‘Mini Pituitary Tumors’ May Help Personalized Medicine, Study Says
Patient-derived organoids can serve as research models and to tailor treatment
“Mini pituitary tumors” derived from patients, including those with Cushing’s disease, mimic several features of the individual’s tumor, including response to treatments, a study shows.
These pituitary tumor-like organoids can serve as models for studies of the underlying molecular mechanisms of Cushing’s disease and to screen for the most effective treatments for each patient, the researchers noted.
This will contribute to developing “effective personalized medicine for [Cushing’s disease] patients,” they wrote.
The study, “Development of Human Pituitary Neuroendocrine Tumor Organoids to Facilitate Effective Targeted Treatments of Cushing’s Disease,” was published in the journal Cells.
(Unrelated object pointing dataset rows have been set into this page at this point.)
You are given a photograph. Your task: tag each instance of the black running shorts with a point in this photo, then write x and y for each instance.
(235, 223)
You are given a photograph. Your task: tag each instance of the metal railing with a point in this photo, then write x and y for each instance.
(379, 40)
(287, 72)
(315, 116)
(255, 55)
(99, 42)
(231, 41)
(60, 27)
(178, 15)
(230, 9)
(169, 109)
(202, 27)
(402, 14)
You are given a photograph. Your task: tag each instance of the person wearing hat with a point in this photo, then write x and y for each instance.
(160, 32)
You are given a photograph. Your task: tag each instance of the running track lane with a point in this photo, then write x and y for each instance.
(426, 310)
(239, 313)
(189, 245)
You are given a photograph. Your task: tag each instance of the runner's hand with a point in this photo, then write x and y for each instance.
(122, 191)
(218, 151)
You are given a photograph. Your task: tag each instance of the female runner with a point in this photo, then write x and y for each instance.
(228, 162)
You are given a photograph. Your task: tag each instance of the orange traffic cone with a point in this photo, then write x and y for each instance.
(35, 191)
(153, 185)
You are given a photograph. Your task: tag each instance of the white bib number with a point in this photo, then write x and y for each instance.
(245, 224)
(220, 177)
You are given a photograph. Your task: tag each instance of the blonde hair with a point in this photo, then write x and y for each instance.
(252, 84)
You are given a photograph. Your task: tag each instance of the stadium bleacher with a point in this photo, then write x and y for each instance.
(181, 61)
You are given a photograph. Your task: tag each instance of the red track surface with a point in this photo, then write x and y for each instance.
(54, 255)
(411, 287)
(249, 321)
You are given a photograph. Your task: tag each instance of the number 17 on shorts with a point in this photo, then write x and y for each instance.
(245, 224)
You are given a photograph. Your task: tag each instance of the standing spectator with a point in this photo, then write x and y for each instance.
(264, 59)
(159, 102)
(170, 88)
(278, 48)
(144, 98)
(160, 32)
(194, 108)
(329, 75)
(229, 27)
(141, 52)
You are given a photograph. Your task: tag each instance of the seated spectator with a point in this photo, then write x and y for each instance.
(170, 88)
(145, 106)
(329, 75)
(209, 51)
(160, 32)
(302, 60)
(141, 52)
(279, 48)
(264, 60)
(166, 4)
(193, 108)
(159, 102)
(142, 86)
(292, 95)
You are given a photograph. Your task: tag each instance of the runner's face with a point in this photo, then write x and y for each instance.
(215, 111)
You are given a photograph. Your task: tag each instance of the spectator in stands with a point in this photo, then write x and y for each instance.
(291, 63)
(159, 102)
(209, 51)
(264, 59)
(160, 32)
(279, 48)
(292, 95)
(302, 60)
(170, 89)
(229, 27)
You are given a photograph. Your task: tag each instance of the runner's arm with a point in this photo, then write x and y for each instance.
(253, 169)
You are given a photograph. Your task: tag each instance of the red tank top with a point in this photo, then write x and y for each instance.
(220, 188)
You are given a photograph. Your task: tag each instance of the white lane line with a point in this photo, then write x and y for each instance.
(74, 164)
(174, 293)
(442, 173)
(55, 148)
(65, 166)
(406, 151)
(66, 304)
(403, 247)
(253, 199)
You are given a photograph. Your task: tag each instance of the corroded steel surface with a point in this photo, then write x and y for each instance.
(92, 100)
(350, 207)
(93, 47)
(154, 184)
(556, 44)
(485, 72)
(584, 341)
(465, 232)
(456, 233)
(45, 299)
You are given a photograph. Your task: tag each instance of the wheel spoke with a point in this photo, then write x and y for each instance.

Disease recurrence is common after transsphenoidal surgery
Cushing’s disease is commonly caused by a benign tumor in the brain’s pituitary gland that overproduces the adrenocorticotropic hormone (ACTH). ACTH signals the adrenal glands sitting atop the kidneys to produce and release a steroid hormone called cortisol.
Given its role in several bodily processes, excess levels of cortisol lead to the wide variety of physical, hormonal, and psychological symptoms of Cushing’s.
The first line of treatment consists of transsphenoidal surgery — a minimally invasive surgery performed through the nose — to remove the pituitary tumor. Still, up to half of the cases are reported to experience disease recurrence after surgery.
Medications are considered when surgery is not possible or is ineffective, or when recurrence occurs after initial surgical remission. However, these treatments have reduced efficacy and tolerability, and the disease remains without effective long-term remission in 30% of Cushing’s patients.
“Overall, existing medical therapies remain suboptimal, with negative impact on health and quality of life, including considerable risk of therapy resistance and tumor recurrence,” the researchers wrote.
This indicates the need to develop effective pharmacological therapies that target pituitary tumors to lower cortisol levels in the body. One major limitation has been the lack of an adequate preclinical model that replicates the specific microenvironment of pituitary tumors.
Collectively, we have developed a relevant human [lab-dish] approach to potentially advance our knowledge as well as our approach to studies in the field of pituitary tumor research
U.S. researchers develop 3D patient-derived organoids
To address this, a team of researchers in the U.S. developed patient-derived pituitary tumor-like organoids. Organoids are three-dimensional cellular structures that better mimic diseased tissue and are thus considered a valuable tool to predict a therapy’s clinical benefit.
These “mini pituitary tumors” were first generated from cells of different types of pituitary tumors that were removed from 35 patients (12 with Cushing’s disease) by transsphenoidal surgery.
The resulting organoids were structurally diverse across tumor subtypes and individual patients. As expected, the “mini pituitary tumors” generated from Cushing’s patients produced the highest levels of ACTH.
Moreover, the organoids recapitulated much of the patient’s tumor characteristics. This was observed by comparing the levels of tumor-specific proteins in the organoids and the original tumors.
Also, about 80% of the genetic variants observed in the tumors of Cushing’s patients were retained in the corresponding organoids.
A large-scale drug screening assay revealed that the sensitivity of the “mini pituitary tumors” to a range of 83 medications reflected each patient-specific response in each tumor subtype.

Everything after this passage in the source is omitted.